S’il y a très peu de changement dans les recettes de base de riz, de haricot, et des accompagnements qui compose un repas typique, ce qui a changé sont les pratiques qui entourent la conception des repas. De nombreuses stratégies qui découlent des effets de la période spéciale ont été mentionnées par les participants leur permettant d’atteindre une alimentation voulue. Selon Pertierra (2012), pour les Cubains qui ont expérimenté une période de grande vulnérabilité alimentaire, c’est un triomphe que de pouvoir réaliser des plats traditionnels, qui ont pourtant demandé beaucoup d’inventivité et d’efforts pour arriver à les composer. L’inventivité serait donc réellement au centre de la cuisine cubaine depuis la période spéciale, non pas dans la création de nouvelles recettes, mais bien dans l’inventivité des pratiques de collecte d’aliments, d’achat, de mobilité sur le territoire, de jonglage budgétaire, de conservation, en plus de savoir faire face aux difficultés comme les coupures d’électricité ou le manque de gaz pour la cuisson des aliments. Malgré toutes ces difficultés, des stratégies sont élaborées afin d’arriver à un résultat sur la table qui va respecter les préférences alimentaires et satisfaire un besoin de stabilité et de familiarité. L’application de ces stratégies laisse donc penser que les jeunes qui n’ont pas vécu cette crise et n’ont pas dû adapter leurs pratiques ne sont pas aussi conscients des défis en matière d’alimentation. Cela pourrait avoir comme conséquence de maintenir un patrimoine alimentaire peu varié dans ces conditions d’instabilité des marchés alimentaires.

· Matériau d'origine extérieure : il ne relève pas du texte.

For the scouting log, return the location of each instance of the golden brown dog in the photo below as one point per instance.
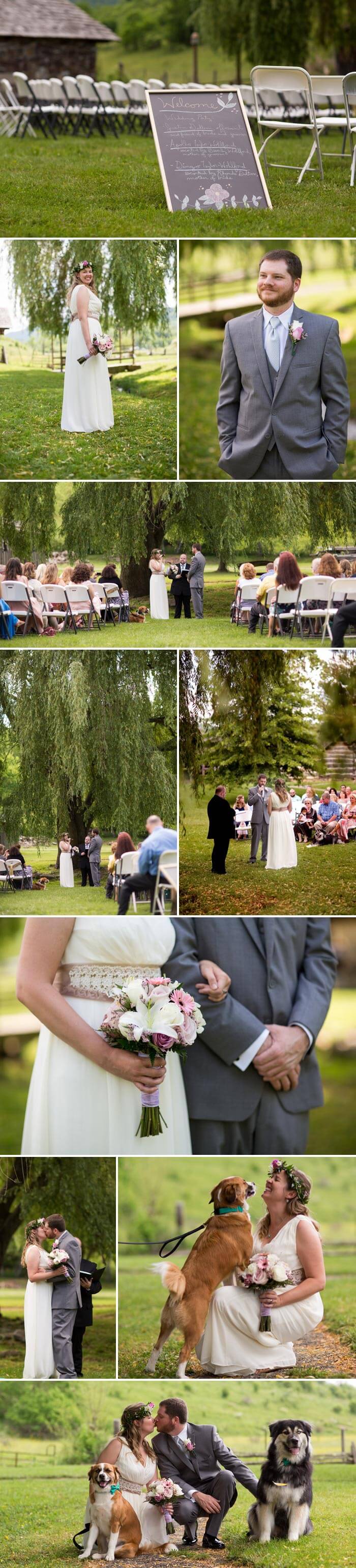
(110, 1515)
(225, 1244)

Les observations sur le terrain ainsi que les résultats obtenus suggèrent qu’à l’extérieur des maisonnées, la restauration offre des plats traditionnels, mais est aussi tentée par la modernité et la cuisine internationale. Pour ce qui est des recettes cubaines, la populaire combinaison de riz et de haricots ainsi que ses accompagnements est toujours la plus accessible. D’un autre côté, les exemples de l’ajiaco ou de la ropa vieja

illustrent la présence d’un patrimoine alimentaire à deux vitesses : l’un commercialisé par la restauration ainsi que les livres de recettes, enracinés dans l’histoire, mais ne florissant plus dans l’actualité, alors que l’autre est toujours cuisiné et considéré par les Havanais comme une tradition vivante. Il semblerait donc que la recherche de diversité et de renouvellement patrimoniale soit réservée à l’élite ou encore au secteur touristique.

Finalement, la difficulté d’instaurer une variété ou des changements dans la diète peut également s’expliquer par le concept de « optimistic bias » en alimentation. Selon sa définition, les individus ont tendance à penser qu’ils sont moins susceptibles d’expérimenter des problèmes de santé liés à la nutrition que leurs pairs, ceci pouvant avoir un impact négatif sur les efforts visant à promouvoir des comportements réduisant les risques (Milans and Scaife, 2003). Les individus peuvent donc déformer le contenu réel de leur alimentation en fonction de leurs « biais optimistes » quant au risque qu’ils pourraient encourir. Cela peut ainsi mener à la croyance que certains messages nutritionnels sont généralement validés, mais au même moment perçus comme devant être appliqué aux autres individus mangeant plus de « nourriture risquée » (idem : 5). Ce concept de biais optimiste parait s’appliquer dans le cadre cubain et peut expliquer pourquoi la recherche de diversité alimentaire ou de choix nutritionnels sains ne sont pas nécessairement recherchés. Tous les participants ont souligné la différence qu’il y avait entre leur propre alimentation et celle des Cubains en général, expliquant qu’eux-mêmes faisaient des choix sains contrairement aux autres. D’autres encore ont mentionné ne pas ressentir le besoin d’analyser leur alimentation en fonction de la valeur nutritive des aliments, puisqu’ils soulignaient ne pas avoir de problème de santé. Leur perception pouvait donc être soumise au biais optimiste, laissant croire que leurs pratiques étaient préférables, comparativement aux autres qui feraient de moins bons choix et seraient donc plus vulnérables aux problèmes de santé.